AI is nothing new. Per Kristian himself wrote his first book about AI in 2018. And in 2020 he published an interview with the language model GPT3 to show his readers that you now could have some kind of conversation with a computer. 

“But nobody seemed to care. I was so enthusiastic about the magnitude and opportunities this opened up. However, hardly anyone read it,” he says. 

Breakthrough when everyone could try

“The big breakthrough came when OpenAI decided to make ChatGPT available for everyone two years ago. People realised their potential only when they could try it out themselves. Since then I have only written about AI.”

As a journalist he has written about many of the more problematic aspects of AI. But he also realised there was a great need for practical information about how to use ChatGPT and other tools more effectively. This led him to write a book about it and also to run training sessions for other journalists in Aftenposten. 

Must think in new ways

“It has become clear that it is a much bigger and more demanding task to use these models in a smart way than most people realise. It requires that you think in new ways. You need to be more active – and somehow be a leader for your own work. “

And then there is the main challenge: People forget to use the tools.

“I am surprised how few people use these tools extensively, since honestly they are already useful for everybody” Per Kristian says. 

Will make journalism more robust

What about the quality of journalism?

Per Kristian Bjørkeng is convinced that in the short term AI will make journalism more robust. One reason is that journalists will be able to use many more sources faster. 

“A chatbot is like a research assistant who not only gives you access to more sources, but also helps you review enormous amounts of material.”

But do not ask the language models for the correct answers, warns Per Kristian. Rather you should use them as idea partners and assistants.

One important change for journalists  is that the chatbots can now handle context windows of up to 5 million characters. The context window is how much information a chatbot remembers in one conversation. These enormous context windows allow the journalist to input much more information than before – even documents he or she doesn´t have time to read themselves.

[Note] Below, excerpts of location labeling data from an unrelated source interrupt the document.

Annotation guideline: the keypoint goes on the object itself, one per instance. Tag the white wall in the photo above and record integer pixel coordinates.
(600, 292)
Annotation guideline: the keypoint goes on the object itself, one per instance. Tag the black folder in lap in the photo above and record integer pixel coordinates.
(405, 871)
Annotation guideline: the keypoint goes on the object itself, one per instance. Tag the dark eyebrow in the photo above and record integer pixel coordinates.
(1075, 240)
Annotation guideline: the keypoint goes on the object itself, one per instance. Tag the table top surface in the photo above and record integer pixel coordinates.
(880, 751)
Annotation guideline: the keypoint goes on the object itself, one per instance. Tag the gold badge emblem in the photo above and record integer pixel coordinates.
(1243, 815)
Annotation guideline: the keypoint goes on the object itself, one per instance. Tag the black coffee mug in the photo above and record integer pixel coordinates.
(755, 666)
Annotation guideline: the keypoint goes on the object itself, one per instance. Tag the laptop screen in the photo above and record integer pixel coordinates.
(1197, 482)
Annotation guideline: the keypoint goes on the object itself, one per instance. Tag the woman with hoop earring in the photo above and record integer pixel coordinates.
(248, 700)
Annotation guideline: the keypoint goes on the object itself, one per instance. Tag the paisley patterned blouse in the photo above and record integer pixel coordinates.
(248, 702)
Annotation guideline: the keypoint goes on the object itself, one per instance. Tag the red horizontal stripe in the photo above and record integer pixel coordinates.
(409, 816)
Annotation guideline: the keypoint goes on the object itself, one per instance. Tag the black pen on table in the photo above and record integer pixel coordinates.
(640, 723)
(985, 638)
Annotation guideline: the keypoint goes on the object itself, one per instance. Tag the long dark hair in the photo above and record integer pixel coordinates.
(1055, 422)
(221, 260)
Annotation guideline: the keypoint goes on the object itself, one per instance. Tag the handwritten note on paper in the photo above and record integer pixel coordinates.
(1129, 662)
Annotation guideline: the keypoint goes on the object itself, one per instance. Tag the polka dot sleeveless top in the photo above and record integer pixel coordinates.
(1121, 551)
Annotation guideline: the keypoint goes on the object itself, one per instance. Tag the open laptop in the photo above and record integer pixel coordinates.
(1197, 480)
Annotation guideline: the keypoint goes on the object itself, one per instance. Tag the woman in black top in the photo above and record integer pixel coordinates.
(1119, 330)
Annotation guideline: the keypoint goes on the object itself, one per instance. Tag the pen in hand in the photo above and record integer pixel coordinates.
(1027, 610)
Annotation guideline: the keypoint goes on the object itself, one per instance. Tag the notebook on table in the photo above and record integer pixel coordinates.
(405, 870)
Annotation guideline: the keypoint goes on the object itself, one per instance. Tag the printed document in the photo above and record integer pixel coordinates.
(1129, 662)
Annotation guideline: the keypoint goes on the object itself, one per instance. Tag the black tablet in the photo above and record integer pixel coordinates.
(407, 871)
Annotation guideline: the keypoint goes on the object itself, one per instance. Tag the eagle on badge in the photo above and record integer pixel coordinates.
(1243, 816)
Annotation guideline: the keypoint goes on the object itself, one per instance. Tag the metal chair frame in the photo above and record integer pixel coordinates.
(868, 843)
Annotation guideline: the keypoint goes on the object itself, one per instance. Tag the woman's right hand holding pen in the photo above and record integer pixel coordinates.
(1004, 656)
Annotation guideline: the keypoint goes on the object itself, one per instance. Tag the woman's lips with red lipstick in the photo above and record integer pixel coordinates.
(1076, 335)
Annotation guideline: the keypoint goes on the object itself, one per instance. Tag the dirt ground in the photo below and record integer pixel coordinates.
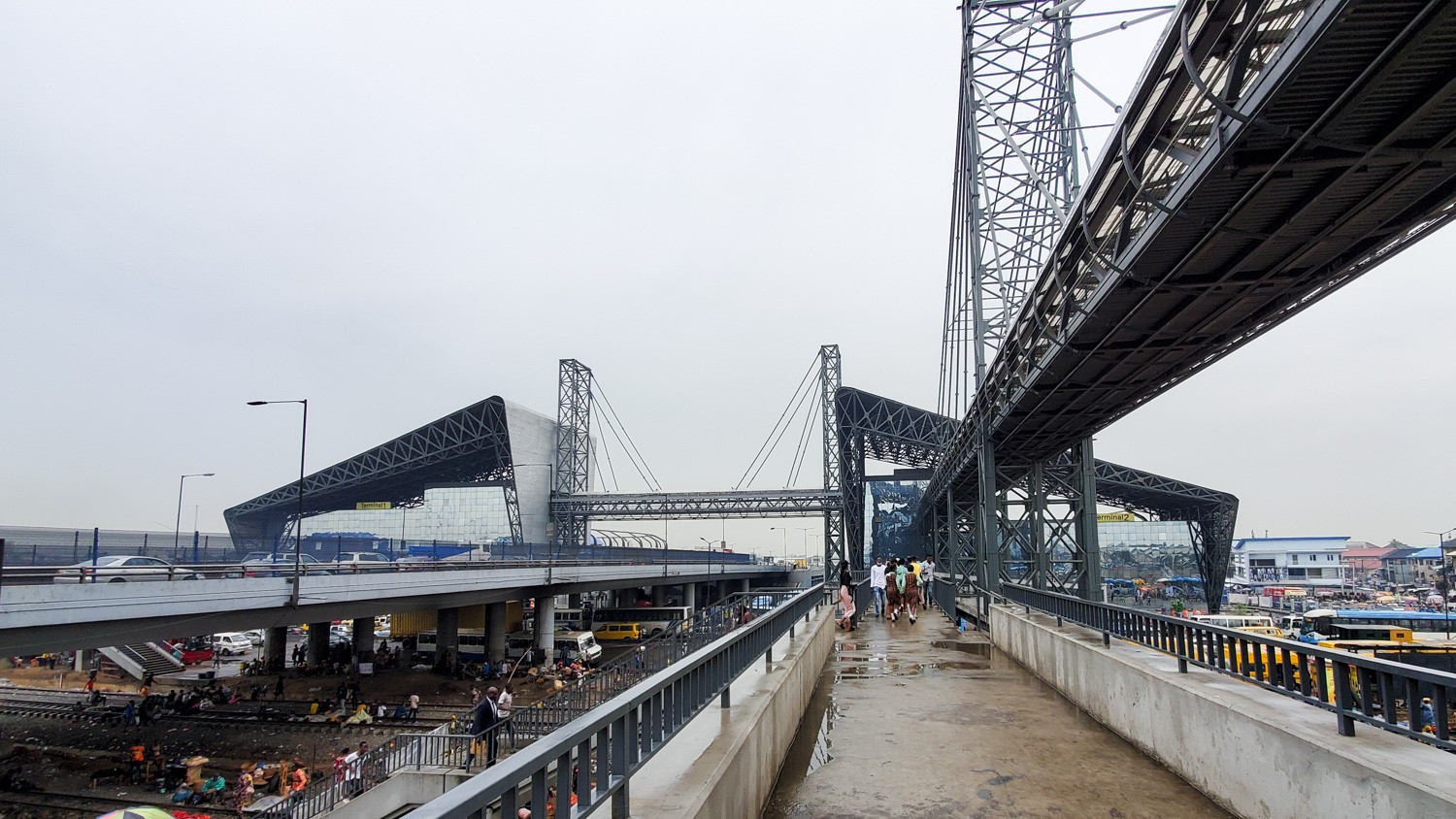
(61, 755)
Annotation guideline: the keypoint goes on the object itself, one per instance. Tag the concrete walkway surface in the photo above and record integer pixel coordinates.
(917, 720)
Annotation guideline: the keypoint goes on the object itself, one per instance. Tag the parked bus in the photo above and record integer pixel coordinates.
(1234, 620)
(1424, 626)
(567, 620)
(654, 620)
(469, 643)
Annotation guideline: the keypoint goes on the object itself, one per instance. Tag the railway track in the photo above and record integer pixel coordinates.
(285, 714)
(61, 804)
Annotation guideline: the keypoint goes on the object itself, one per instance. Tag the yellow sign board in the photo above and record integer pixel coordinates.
(1115, 516)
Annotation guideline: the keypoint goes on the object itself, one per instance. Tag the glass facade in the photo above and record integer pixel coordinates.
(450, 513)
(1146, 548)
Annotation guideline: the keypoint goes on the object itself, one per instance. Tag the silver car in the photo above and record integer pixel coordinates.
(124, 568)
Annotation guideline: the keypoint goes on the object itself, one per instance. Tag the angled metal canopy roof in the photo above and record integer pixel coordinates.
(469, 445)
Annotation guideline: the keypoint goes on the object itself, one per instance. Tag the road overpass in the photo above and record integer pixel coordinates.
(38, 618)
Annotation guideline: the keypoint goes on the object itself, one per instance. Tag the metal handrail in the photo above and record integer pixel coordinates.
(1353, 687)
(620, 735)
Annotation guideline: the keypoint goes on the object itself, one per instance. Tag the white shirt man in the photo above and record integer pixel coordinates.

So what does the AI expert himself do as a journalist? How does he get help from ChatGPT and other tools in his daily work?

The AI expert’s tips

Here are some of Per Kristian’s tips to journalists and other people who want to get the most out of AI tools in their work:

Use chatbots to read and summarise material you do not have time to read

“I was interviewing the historian Yuval Noah Harari about his latest book. I did not have time to read a large part of the book. But I had the PDF of the book and uploaded it to Notebook LM from Google. From there I got a good summary and answers to questions. And I saved several hours of work.”

Build your own tools

Per Kristian says he has no programming skills. However, he has already developed two tools that are being used in Aftenposten’s newsroom. One is a language tool, the other is a tool to display book reviews better on a mobile device.

“You do not need to be able to code. Instead you can use the chatbot as your programming assistant.”

It can be a long process of “try and fail”, but the bot will guide the non-coder on his/her way through the process. 

Use Perplexity

“The go-to AI tools for journalists should be Perplexity Pro,” recommends Per Kristian. 

“Much of my work is to collect information on the Internet and get an overview. I could not do this without Perplexity. It not only collects information, but reads and analyses it, and gives me all the sources of where the information was found.”

Use NotebookLM for an overview of a single project

Per Kristian often uses Google’s NotebookLM to store the information and analyse single projects. NotebookLM has the ability to make summaries, timelines, Q&A and other versions of the content uploaded to it. 

What about ChatGPT?

“It is also a very good alternative,” says Per Kristian. 

He adds that the free version of ChatGPT was rather poor before this summer. But now the free version is based on the much better language model 4.0mini. There is no longer as big a difference in the performance of the free versus the paid version of ChatGPT.